Psychological dependence

Psychological dependence is a state that involves emotional–motivational withdrawal symptoms, e.g. anxiety and anhedonia, upon cessation of drug use or certain behaviours. It develops through frequent exposure to a psychoactive substance or behaviour, though behavioural dependence is less talked about. The specific mechanism involves a neuronal counter-adaption, which could be mediated through changes in neurotransmittor activity or altered receptor expression.[5][6][7][8][9] Withdrawal symptoms can be attenuated by environmental enrichment and physical activity.[10][11] Psychological dependence is not to be confused with physical dependence, which induces physical withdrawal symptoms upon discontinuation of use. However they are not mutually exclusive.[10][12]

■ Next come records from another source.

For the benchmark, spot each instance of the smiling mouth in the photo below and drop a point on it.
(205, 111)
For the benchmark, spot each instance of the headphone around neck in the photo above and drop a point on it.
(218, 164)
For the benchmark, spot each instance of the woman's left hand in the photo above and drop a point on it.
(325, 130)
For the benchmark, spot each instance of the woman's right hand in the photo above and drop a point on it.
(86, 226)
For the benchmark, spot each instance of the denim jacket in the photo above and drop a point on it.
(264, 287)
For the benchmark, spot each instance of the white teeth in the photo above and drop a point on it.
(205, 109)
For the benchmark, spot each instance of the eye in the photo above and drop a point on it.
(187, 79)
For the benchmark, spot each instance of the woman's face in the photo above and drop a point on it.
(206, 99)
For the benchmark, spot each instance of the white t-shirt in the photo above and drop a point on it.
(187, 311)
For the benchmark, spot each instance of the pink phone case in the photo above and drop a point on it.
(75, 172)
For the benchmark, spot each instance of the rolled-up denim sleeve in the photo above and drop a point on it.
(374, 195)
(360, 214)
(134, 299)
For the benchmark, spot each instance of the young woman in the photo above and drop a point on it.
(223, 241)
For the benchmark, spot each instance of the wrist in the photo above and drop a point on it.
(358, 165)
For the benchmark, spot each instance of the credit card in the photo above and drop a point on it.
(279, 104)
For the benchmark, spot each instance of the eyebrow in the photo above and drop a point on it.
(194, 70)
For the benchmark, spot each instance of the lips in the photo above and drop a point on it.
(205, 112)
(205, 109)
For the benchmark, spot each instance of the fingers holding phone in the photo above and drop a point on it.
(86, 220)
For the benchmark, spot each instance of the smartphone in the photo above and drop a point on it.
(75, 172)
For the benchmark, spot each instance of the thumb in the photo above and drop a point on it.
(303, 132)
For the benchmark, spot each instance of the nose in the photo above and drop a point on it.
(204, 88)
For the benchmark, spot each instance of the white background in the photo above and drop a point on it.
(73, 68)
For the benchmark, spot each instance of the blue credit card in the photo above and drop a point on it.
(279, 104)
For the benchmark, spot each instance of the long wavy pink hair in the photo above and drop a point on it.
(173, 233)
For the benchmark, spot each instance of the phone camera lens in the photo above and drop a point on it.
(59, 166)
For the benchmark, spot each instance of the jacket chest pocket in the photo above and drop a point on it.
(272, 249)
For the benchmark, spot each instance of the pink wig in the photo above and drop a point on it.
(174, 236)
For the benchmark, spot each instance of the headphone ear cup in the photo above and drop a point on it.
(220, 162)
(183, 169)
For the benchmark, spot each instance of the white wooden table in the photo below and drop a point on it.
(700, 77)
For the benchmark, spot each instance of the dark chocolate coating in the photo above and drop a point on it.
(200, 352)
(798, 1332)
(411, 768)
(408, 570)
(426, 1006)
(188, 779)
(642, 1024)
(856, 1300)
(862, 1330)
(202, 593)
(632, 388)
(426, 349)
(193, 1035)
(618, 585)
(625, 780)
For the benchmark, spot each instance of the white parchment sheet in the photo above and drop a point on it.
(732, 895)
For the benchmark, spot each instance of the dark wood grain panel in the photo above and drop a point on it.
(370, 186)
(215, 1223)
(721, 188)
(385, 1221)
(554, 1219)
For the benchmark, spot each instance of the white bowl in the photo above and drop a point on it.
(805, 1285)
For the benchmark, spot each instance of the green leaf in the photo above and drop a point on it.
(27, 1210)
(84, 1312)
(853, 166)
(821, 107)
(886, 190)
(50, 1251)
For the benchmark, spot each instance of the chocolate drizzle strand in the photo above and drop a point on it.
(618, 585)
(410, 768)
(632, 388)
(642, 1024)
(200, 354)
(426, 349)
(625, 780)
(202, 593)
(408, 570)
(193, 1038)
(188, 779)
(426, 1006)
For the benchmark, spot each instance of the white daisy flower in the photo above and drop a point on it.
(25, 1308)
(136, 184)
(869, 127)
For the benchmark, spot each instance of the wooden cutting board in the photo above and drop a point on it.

Addiction and dependence glossary[1][2][3][4]
  • addiction – a brain disorder characterized by compulsive engagement in rewarding stimuli despite adverse consequences
  • addictive behavior – a behavior that is both rewarding and reinforcing
  • addictive drug – a drug that is both rewarding and reinforcing
  • dependence – an adaptive state associated with a withdrawal syndrome upon cessation of repeated exposure to a stimulus (e.g., drug intake)
  • drug sensitization or reverse tolerance – the escalating effect of a drug resulting from repeated administration at a given dose
  • drug withdrawal – symptoms that occur upon cessation of repeated drug use
  • physical dependence – dependence that involves persistent physical–somatic withdrawal symptoms (e.g., fatigue and delirium tremens)
  • psychological dependence – dependence that involves emotional–motivational withdrawal symptoms (e.g., dysphoria and anhedonia)
  • reinforcing stimuli – stimuli that increase the probability of repeating behaviors paired with them
  • rewarding stimuli – stimuli that the brain interprets as intrinsically positive and desirable or as something to approach
  • sensitization – an amplified response to a stimulus resulting from repeated exposure to it
  • substance use disorder – a condition in which the use of substances leads to clinically and functionally significant impairment or distress
  • tolerance – the diminishing effect of a drug resulting from repeated administration at a given dose

Symptoms

Symptoms of psychological dependence include:

Development

Psychological dependence is caused by consistent and frequent exposure to a drug or behavioural activity.[13] It is often associated with effects of drug use, but it can also be caused by behaviourial activity e.g. pornography.[14]

The mechanism that generates the dependence involves a neuronal counter-adaption, which is localized to the area where the drugs positive reinforcement stems from. This adaption could occur either as a change in neurotransmitter activity or as an altered receptor expression.[5]

Change in neurotransmittor activity

Studies have shown that in rats going through ethanol withdrawal , stimulant withdrawal or opioid withdrawaal, the nucleus accumbens showed lower levels of serotonin and dopamine than controls. These decreases are associated with depression and anxiety.[6][7]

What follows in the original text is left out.